I'm not specifically going to call out the incidents of published moronia that I found because the world will have moved on, even before I've had time to process it all but it seems to me that the best people who should be speaking into the realm of public discussion should be those people who actually have the best knowledge and experience.
There was a conference of people from various airlines this week, speaking about doing something about the underrepresentation of women on the boards of airlines. Now it would make sense to me as an outsider, that the best people who should speak on such an issue, are either those women already on boards so that they could relay their lived experience, or perhaps those people who work in recruitment and who have the power to decide the outcomes of those decisions. Instead, we got twenty-three men and one woman, none of whom were either on the boards of the airlines that they represented and none of whom had any lived experience when it came to promoting women to the boards of airlines. Instead we got public relations officers, who were generally unable to answer questions put to them.
I'd like to say that this is a one off thing but this kind of thing happens constantly.
This week I've seen the current education minister has been on Twitter complaining about the opposition not answering questions about their education policy (which they hadn't actually put forward anyway) but when it came to him answering specific questions about his own policies, he had no idea. I've seen a chap being interviewed twice about climate change and claiming to be from the House of Lords, when in actual fact he appeared to know nothing about the specifics of climate change or the mechanisms which might cause it and neither was he actually from the House of Lords. I saw the curious tale of someone who purported to be an expert on the Royal Family, despite not actually living in the United Kingdom nor being British, nor seemingly to know very much about the Royal Family. I saw the opinions of an established research scientist who was a cancer specialist, given less time than a man trying to sell something - she was telling the host that the product was complete nonsense but the host kept on shutting her down on the grounds that the salesman was holding out hope for cancer sufferers.

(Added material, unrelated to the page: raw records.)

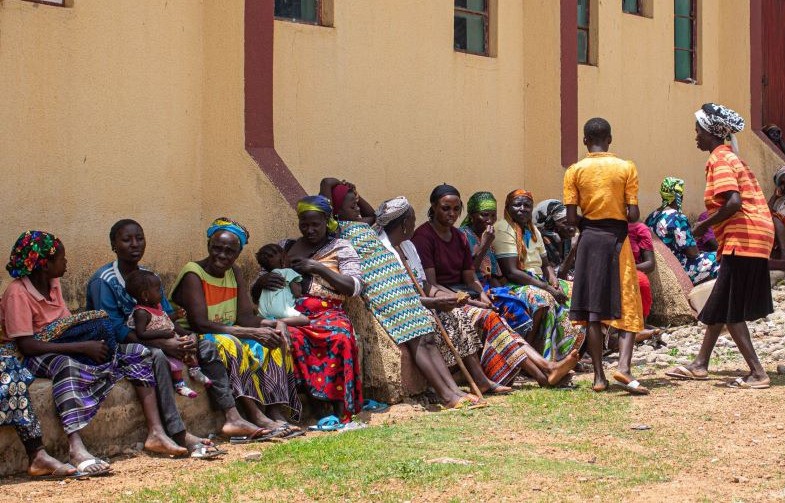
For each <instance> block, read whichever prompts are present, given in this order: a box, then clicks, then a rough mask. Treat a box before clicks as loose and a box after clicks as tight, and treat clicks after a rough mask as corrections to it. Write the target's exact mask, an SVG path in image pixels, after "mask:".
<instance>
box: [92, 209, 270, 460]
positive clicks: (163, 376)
mask: <svg viewBox="0 0 785 503" xmlns="http://www.w3.org/2000/svg"><path fill="white" fill-rule="evenodd" d="M109 243H110V245H111V246H112V251H113V252H114V253H115V255H116V256H117V258H116V259H115V260H114V261H113V262H110V263H108V264H106V265H104V266H102V267H100V268H99V269H98V270H97V271H96V272H95V273H94V274H93V275H92V277H91V278H90V280H89V281H88V283H87V309H91V310H92V309H101V310H103V311H106V313H107V314H108V315H109V321H110V322H111V324H112V329H113V333H114V336H115V339H117V341H119V342H121V343H123V342H133V343H138V344H143V345H144V346H146V347H147V349H149V350H150V352H151V353H152V359H153V371H154V372H155V380H156V382H157V383H158V408H159V409H160V411H161V414H162V416H163V423H164V429H165V430H166V432H167V434H168V435H169V436H170V437H172V438H173V439H174V440H175V441H176V442H177V443H178V444H180V445H182V446H185V447H187V448H188V450H189V451H191V454H192V456H193V457H203V458H204V457H213V456H214V454H212V453H215V449H214V448H212V442H211V441H209V440H207V439H200V438H198V437H196V436H194V435H191V434H190V433H188V432H187V431H186V428H185V423H183V420H182V418H181V417H180V412H179V411H178V410H177V403H176V401H175V396H174V391H173V385H172V375H171V372H170V370H169V361H168V360H167V358H166V357H167V356H171V357H173V358H178V359H181V358H182V357H183V356H184V354H186V353H187V352H188V351H192V350H194V349H196V351H197V355H198V359H199V361H200V363H201V366H202V371H203V372H204V374H205V375H206V376H207V377H208V378H209V379H210V380H211V381H213V386H212V387H211V388H209V389H208V390H207V392H208V393H209V394H210V397H211V399H212V401H213V403H215V404H217V406H218V407H219V408H220V409H221V410H222V411H224V414H225V415H226V422H225V423H224V426H223V428H222V429H221V431H222V433H223V434H225V435H227V436H242V435H251V434H253V433H254V432H255V431H256V430H258V429H259V427H258V426H256V425H254V424H252V423H249V422H248V421H245V420H244V419H243V418H242V417H241V416H240V414H239V413H238V412H237V408H236V407H235V402H234V398H233V397H232V393H231V388H230V387H229V378H228V376H227V373H226V369H225V368H224V366H223V364H222V363H221V360H220V359H219V358H218V352H217V350H216V347H215V344H213V343H212V342H210V341H208V340H206V339H201V340H198V341H197V340H195V339H196V338H195V337H173V338H169V339H153V340H146V341H141V340H139V339H138V338H137V336H136V333H135V332H134V331H133V330H131V329H129V328H128V326H127V325H126V320H127V319H128V316H130V314H131V313H132V312H133V309H134V306H135V305H136V302H137V301H136V299H134V298H133V297H131V296H130V295H129V294H128V293H127V292H126V290H125V280H126V278H128V276H129V275H130V274H131V273H133V272H134V271H137V270H140V269H142V270H144V268H143V267H140V266H139V262H140V261H141V260H142V257H143V256H144V252H145V248H146V246H147V241H146V240H145V235H144V230H143V229H142V226H141V225H139V223H137V222H136V221H134V220H130V219H123V220H119V221H118V222H116V223H115V224H114V225H113V226H112V228H111V229H110V230H109ZM161 306H162V307H163V309H164V311H166V313H167V314H171V313H173V312H174V310H173V309H172V306H171V304H170V303H169V301H168V300H167V298H166V296H165V295H163V286H161Z"/></svg>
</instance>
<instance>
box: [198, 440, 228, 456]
mask: <svg viewBox="0 0 785 503" xmlns="http://www.w3.org/2000/svg"><path fill="white" fill-rule="evenodd" d="M190 451H191V454H190V456H191V457H192V458H194V459H215V458H217V457H220V456H223V455H224V454H226V451H222V450H221V449H219V448H218V447H216V446H214V445H206V444H203V443H201V442H199V443H198V444H194V445H193V446H192V447H191V449H190Z"/></svg>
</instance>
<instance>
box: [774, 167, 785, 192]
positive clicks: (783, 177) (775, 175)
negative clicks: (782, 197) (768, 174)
mask: <svg viewBox="0 0 785 503" xmlns="http://www.w3.org/2000/svg"><path fill="white" fill-rule="evenodd" d="M784 181H785V165H783V166H781V167H780V169H778V170H777V172H776V173H774V186H775V187H779V186H780V184H781V183H782V182H784Z"/></svg>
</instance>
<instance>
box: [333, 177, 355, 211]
mask: <svg viewBox="0 0 785 503" xmlns="http://www.w3.org/2000/svg"><path fill="white" fill-rule="evenodd" d="M351 191H352V189H351V187H350V186H349V185H346V184H345V183H339V184H338V185H335V186H334V187H333V190H332V195H331V197H332V199H333V202H332V206H333V211H334V212H335V213H338V211H340V209H341V208H342V207H343V201H344V199H346V194H348V193H349V192H351Z"/></svg>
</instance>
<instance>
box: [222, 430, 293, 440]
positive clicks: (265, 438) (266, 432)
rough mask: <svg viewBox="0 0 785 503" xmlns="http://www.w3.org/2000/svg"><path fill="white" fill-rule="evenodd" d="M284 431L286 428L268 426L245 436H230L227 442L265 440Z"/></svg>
mask: <svg viewBox="0 0 785 503" xmlns="http://www.w3.org/2000/svg"><path fill="white" fill-rule="evenodd" d="M285 432H286V428H283V427H278V428H275V429H274V430H271V429H269V428H259V429H258V430H256V431H255V432H253V433H252V434H251V435H248V436H246V437H230V438H229V443H230V444H251V443H254V442H266V441H268V440H272V439H273V438H278V437H280V436H281V435H283V434H284V433H285Z"/></svg>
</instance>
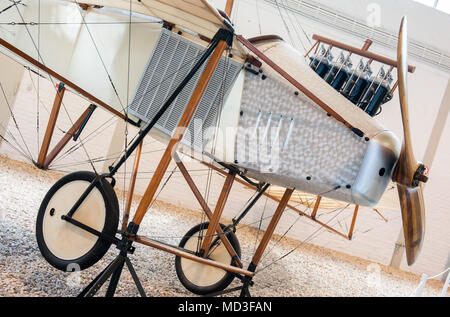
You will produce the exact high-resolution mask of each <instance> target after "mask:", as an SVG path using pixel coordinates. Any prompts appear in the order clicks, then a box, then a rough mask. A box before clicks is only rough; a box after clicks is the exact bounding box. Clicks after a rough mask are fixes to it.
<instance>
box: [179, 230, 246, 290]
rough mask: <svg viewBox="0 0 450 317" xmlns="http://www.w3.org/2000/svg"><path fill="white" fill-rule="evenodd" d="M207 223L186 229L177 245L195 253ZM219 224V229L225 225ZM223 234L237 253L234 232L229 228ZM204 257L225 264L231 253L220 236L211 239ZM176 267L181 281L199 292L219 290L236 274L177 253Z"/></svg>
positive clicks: (228, 262) (233, 276) (240, 252)
mask: <svg viewBox="0 0 450 317" xmlns="http://www.w3.org/2000/svg"><path fill="white" fill-rule="evenodd" d="M208 225H209V222H205V223H201V224H199V225H196V226H195V227H193V228H192V229H191V230H189V231H188V232H187V233H186V235H185V236H184V237H183V239H182V240H181V242H180V244H179V247H181V248H184V249H186V250H189V251H192V252H193V253H196V254H198V253H199V251H200V250H199V248H200V246H201V243H202V240H203V238H204V236H205V234H206V231H207V229H208ZM220 226H221V227H222V229H225V226H224V225H223V224H220ZM225 234H226V236H227V238H228V240H229V241H230V243H231V245H232V246H233V248H234V250H235V251H236V253H237V255H238V256H239V257H240V256H241V247H240V245H239V241H238V239H237V237H236V235H235V234H234V232H232V231H228V232H226V233H225ZM207 258H208V259H211V260H214V261H217V262H221V263H224V264H231V265H232V264H233V259H232V257H231V256H230V254H229V253H228V251H227V249H226V248H225V247H224V245H223V243H222V242H221V240H220V239H219V238H216V239H213V242H212V244H211V247H210V251H209V252H208V256H207ZM175 269H176V272H177V275H178V278H179V280H180V282H181V284H183V286H184V287H186V288H187V289H188V290H189V291H191V292H193V293H195V294H198V295H206V294H211V293H214V292H218V291H222V290H224V289H225V288H226V287H227V286H228V285H230V283H231V282H232V281H233V279H234V278H235V274H234V273H232V272H228V271H225V270H222V269H220V268H216V267H213V266H210V265H206V264H202V263H199V262H195V261H192V260H188V259H186V258H182V257H180V256H177V257H176V258H175Z"/></svg>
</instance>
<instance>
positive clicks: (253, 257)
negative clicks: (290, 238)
mask: <svg viewBox="0 0 450 317" xmlns="http://www.w3.org/2000/svg"><path fill="white" fill-rule="evenodd" d="M293 192H294V190H293V189H290V188H287V189H286V190H285V191H284V194H283V197H282V198H281V200H280V203H279V204H278V207H277V209H276V210H275V213H274V214H273V216H272V219H271V220H270V223H269V226H268V227H267V229H266V231H265V232H264V235H263V237H262V239H261V242H260V243H259V245H258V248H257V249H256V251H255V254H254V255H253V258H252V262H251V263H252V264H253V265H254V266H255V267H256V266H257V265H258V263H259V261H260V260H261V257H262V255H263V253H264V251H265V250H266V247H267V245H268V244H269V241H270V238H271V237H272V235H273V232H274V231H275V228H276V226H277V224H278V222H279V221H280V219H281V216H282V215H283V212H284V210H285V209H286V206H287V204H288V202H289V199H290V198H291V196H292V193H293Z"/></svg>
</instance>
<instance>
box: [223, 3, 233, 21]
mask: <svg viewBox="0 0 450 317" xmlns="http://www.w3.org/2000/svg"><path fill="white" fill-rule="evenodd" d="M233 4H234V0H227V3H226V4H225V13H226V14H227V15H228V16H229V17H231V12H232V11H233Z"/></svg>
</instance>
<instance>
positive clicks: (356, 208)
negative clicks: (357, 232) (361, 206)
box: [348, 205, 359, 240]
mask: <svg viewBox="0 0 450 317" xmlns="http://www.w3.org/2000/svg"><path fill="white" fill-rule="evenodd" d="M358 210H359V206H358V205H356V206H355V210H354V211H353V218H352V224H351V225H350V230H349V231H348V239H349V240H351V239H352V238H353V230H354V229H355V223H356V217H357V216H358Z"/></svg>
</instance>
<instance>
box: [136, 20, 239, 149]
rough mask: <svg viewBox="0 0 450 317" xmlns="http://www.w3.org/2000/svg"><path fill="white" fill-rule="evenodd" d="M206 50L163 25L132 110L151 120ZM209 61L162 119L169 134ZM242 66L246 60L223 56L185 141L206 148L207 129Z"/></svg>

It seems to me that in an age of information overload, the world has decided that it would rather hear the opinions of straight white men who vaguely carry a resemblance of daddy, than the opinions of people who actually know what they are talking about. People's itching ears want their confirmation biases scratched, throwing aside common sense (which is increasingly becoming more uncommon) and sound reasoning.
As a straight white male aged between 18-65 whose only real expertise is in playing complicated sudokus which are otherwise known as tax returns, at manipulating Excel documents, and compiling thousand plus word servings of weapons grade nonsense, I know that my opinions are virtually worthless and like to back up any opinions that I generate with the research of proper experts. The problem is that too many people like me who either have power or whose opinions are too highly valued, are ridiculously self-unaware.
If you want to know why Brexit, Trump, 700 horsepower cars, fried lasagne at petrol stations, privatisation of public services, SUVs, Rugby League, and many more idiotic things are allowed to be, then look no further than straight white males aged 18-65 and the general public's trust in them despite and in spite of all and any available evidence.